Da qui in avanti è mia intenzione scegliere tra tutte le domestiche che hanno prestato servizio in casa di Chikura Raikichi – dai tempi di Tantakabayashi, nel villaggio di Sumiyoshi, fino all’epoca del trasferimento nell’attuale abitazione di Narusawa – quelle che per un motivo o per l’altro hanno lasciato un’impressione vivida e indimenticabile. Mi piacerebbe menzionarle una a una e mettere su carta i ricordi che ho di loro. Farò il possibile per descriverle con cura e dovizia di dettagli ma, dal momento che il mio scopo principale è scrivere un romanzo, temo che potrei finire col ricamarci sopra oltre il dovuto. Vi prego di tenere bene a mente questa mia precisazione, è importante. Non bisogna prendere per veri tutti gli eventi che citerò fino alla fine della storia, sarebbe un affronto terribile nei confronti di Raikichi e delle altre persone di cui parlerò da qui in poi.

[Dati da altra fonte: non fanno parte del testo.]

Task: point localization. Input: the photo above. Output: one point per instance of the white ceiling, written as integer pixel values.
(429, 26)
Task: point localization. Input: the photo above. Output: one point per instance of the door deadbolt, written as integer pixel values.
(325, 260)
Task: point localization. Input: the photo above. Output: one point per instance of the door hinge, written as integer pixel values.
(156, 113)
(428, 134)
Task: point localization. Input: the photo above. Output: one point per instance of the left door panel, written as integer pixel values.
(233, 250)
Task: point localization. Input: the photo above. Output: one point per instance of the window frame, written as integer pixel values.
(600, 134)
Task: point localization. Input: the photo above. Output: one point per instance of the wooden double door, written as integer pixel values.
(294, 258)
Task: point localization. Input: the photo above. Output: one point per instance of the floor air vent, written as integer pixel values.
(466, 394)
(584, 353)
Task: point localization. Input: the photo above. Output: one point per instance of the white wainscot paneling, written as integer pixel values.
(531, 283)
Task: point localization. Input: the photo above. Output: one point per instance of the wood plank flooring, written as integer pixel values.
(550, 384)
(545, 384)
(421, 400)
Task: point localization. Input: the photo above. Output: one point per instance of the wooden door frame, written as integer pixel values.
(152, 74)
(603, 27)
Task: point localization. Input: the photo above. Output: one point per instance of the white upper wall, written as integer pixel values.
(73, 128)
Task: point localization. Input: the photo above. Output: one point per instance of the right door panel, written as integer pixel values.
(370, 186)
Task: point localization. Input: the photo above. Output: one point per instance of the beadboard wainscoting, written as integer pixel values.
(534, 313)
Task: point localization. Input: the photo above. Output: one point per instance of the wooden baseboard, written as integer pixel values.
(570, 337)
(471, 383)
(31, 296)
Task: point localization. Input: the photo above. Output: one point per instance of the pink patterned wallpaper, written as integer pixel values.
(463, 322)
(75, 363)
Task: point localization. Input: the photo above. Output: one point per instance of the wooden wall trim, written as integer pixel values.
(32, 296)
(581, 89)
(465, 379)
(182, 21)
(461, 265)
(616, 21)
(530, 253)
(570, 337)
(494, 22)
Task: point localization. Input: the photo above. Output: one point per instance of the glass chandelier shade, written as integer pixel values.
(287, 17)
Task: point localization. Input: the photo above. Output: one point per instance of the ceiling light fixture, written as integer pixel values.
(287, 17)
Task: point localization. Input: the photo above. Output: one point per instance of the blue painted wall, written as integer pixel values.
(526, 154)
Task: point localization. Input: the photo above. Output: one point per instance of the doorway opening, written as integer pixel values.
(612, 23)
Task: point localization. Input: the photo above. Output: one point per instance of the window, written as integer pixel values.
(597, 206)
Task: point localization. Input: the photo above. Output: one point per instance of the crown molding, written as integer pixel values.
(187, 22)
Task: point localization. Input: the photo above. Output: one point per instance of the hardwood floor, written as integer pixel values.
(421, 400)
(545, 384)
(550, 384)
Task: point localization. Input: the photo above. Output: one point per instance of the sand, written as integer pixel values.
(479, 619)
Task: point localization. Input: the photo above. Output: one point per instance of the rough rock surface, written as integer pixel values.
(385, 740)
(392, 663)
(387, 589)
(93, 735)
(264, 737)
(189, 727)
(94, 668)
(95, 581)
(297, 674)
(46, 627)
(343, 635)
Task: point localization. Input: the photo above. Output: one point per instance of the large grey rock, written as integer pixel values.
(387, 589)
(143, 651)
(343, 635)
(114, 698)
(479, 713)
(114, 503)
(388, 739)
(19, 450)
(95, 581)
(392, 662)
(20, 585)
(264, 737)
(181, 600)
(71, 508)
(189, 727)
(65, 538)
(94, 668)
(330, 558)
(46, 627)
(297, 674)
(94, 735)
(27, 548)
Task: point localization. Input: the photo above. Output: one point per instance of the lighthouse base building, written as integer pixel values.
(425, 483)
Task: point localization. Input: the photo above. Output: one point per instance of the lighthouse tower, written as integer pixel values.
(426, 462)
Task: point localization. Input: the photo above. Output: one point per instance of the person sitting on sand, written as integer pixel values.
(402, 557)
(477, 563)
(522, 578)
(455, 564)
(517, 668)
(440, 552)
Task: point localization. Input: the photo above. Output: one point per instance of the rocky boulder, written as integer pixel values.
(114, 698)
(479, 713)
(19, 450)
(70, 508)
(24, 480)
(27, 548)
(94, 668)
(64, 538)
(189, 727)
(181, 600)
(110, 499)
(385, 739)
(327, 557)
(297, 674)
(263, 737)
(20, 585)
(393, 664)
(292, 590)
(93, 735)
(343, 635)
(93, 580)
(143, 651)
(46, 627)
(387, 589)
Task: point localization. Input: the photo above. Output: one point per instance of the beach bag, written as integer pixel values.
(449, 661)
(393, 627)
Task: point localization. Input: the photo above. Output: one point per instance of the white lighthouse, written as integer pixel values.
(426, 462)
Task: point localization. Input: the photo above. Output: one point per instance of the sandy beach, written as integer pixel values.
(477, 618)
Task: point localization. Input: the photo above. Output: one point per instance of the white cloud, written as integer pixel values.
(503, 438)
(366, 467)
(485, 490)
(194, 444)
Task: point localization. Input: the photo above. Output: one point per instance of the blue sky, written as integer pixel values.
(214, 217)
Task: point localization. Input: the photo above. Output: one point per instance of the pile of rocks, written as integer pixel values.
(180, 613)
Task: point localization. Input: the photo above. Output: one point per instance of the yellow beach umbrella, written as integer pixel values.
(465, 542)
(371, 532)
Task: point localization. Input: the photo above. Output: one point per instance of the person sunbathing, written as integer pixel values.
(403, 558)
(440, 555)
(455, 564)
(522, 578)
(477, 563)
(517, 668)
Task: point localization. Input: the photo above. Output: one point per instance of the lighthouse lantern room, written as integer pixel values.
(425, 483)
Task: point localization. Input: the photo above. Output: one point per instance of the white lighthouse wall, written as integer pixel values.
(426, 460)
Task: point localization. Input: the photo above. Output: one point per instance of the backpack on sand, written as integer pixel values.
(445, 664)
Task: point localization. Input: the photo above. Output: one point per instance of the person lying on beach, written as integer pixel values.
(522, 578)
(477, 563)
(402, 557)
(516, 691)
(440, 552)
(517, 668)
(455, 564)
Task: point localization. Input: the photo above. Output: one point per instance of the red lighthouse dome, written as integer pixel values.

Poc’anzi ho lasciato intendere che Raikichi e Sanko fissarono la loro prima dimora a Tantakabayashi, ma in realtà avevano convissuto in segreto già in precedenza, dalle parti di Ashiya, con un nome falso alla porta. Tuttavia questo è un dettaglio che non ha niente a che fare con il mio racconto, per cui mi sembra inutile insistere oltre. C’era della servitù anche nella casa di Ashiya, ma la prima domestica a essere assunta a Tantakabayashi, dopo la decisione della coppia di rendere pubblica l’unione, fu una ragazza della prefettura di Kagoshima che rispondeva al nome di Hatsu, scritto con il carattere cinese che significa «inizio». Pertanto, credo non ci sia niente di meglio che iniziare questa storia parlando di lei.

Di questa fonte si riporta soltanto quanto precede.